# Tips on learning to write out Music



## Captainnumber36 (Jan 19, 2017)

Software, courses, and etc. What advice do you have to provide to help someone write out their compositions?

:tiphat:


----------



## MarkW (Feb 16, 2015)

Read the paperback edition of the Harvard Dictionary of Music. That will tell you most of what you need to know.

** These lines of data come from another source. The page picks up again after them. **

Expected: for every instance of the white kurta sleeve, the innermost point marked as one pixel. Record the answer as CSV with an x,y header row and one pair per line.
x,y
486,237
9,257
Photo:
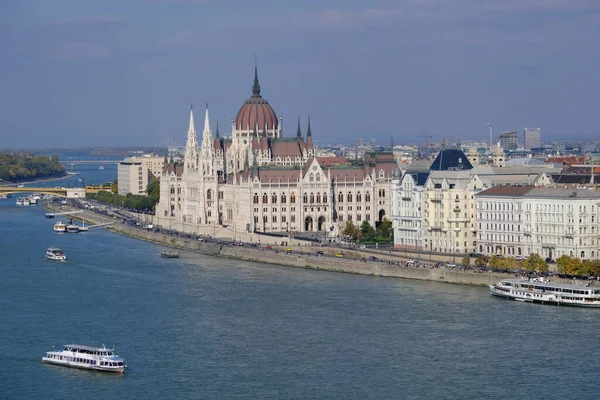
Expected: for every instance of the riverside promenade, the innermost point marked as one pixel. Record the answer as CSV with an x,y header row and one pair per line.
x,y
389,264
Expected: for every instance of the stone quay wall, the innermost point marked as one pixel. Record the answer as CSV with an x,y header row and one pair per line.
x,y
301,256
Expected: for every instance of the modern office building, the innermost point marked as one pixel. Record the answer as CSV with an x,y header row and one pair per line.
x,y
134,173
509,140
532,137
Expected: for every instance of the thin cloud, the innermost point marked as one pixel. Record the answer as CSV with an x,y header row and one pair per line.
x,y
80,50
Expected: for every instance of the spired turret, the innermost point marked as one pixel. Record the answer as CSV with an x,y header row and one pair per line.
x,y
190,162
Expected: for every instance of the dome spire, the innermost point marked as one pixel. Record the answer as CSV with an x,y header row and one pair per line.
x,y
255,86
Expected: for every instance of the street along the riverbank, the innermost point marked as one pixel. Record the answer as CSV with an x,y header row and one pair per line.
x,y
353,261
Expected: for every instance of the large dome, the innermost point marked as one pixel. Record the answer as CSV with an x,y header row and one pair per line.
x,y
256,109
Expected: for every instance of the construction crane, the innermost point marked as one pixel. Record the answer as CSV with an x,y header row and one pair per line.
x,y
427,137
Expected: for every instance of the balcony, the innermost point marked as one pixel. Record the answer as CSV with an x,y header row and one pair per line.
x,y
459,219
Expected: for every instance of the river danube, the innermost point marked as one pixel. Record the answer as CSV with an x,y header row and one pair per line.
x,y
207,328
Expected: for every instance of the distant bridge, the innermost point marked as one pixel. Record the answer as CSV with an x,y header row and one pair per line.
x,y
73,193
76,162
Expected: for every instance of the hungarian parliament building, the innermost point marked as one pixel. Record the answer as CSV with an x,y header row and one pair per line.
x,y
257,180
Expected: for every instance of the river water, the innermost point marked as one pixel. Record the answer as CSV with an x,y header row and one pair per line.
x,y
200,327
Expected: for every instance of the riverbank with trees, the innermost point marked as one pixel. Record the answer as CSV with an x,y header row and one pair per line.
x,y
130,201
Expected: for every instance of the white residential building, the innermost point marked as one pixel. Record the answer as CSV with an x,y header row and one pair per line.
x,y
518,221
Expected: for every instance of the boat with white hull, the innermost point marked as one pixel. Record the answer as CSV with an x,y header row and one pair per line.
x,y
544,292
59,227
55,254
86,357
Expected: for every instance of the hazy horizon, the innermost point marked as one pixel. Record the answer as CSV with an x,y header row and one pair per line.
x,y
124,73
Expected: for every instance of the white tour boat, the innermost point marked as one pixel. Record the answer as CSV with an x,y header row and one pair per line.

Addndum: I realize the above sounds a little snarky, but I actually did that at about 15. I'd liked CM for a few years, but realized how little I knew the vocabulary and terminology ("What the hell does tessitura mean?" "What are grace notes?") So I spent thirty-five cents (this was a long time ago) and resd the darn thing!


----------



## EdwardBast (Nov 25, 2013)

Captainnumber36 said:


> Software, courses, and etc. What advice do you have to provide to help someone write out their compositions?
> 
> :tiphat:


Learning to read fluently is the first step. Get a book on musical notation. Learn about the instruments, since specific techniques for a number of them require special conventions of terminology and notation. Get books on orchestration for the layout of orchestral scores. Study scores to get the finer points. I use the G. Schirmer style sheet for consistency in the work I do as a professional copyist. Eventually, get good music notation software like Finale or Sibelius.


----------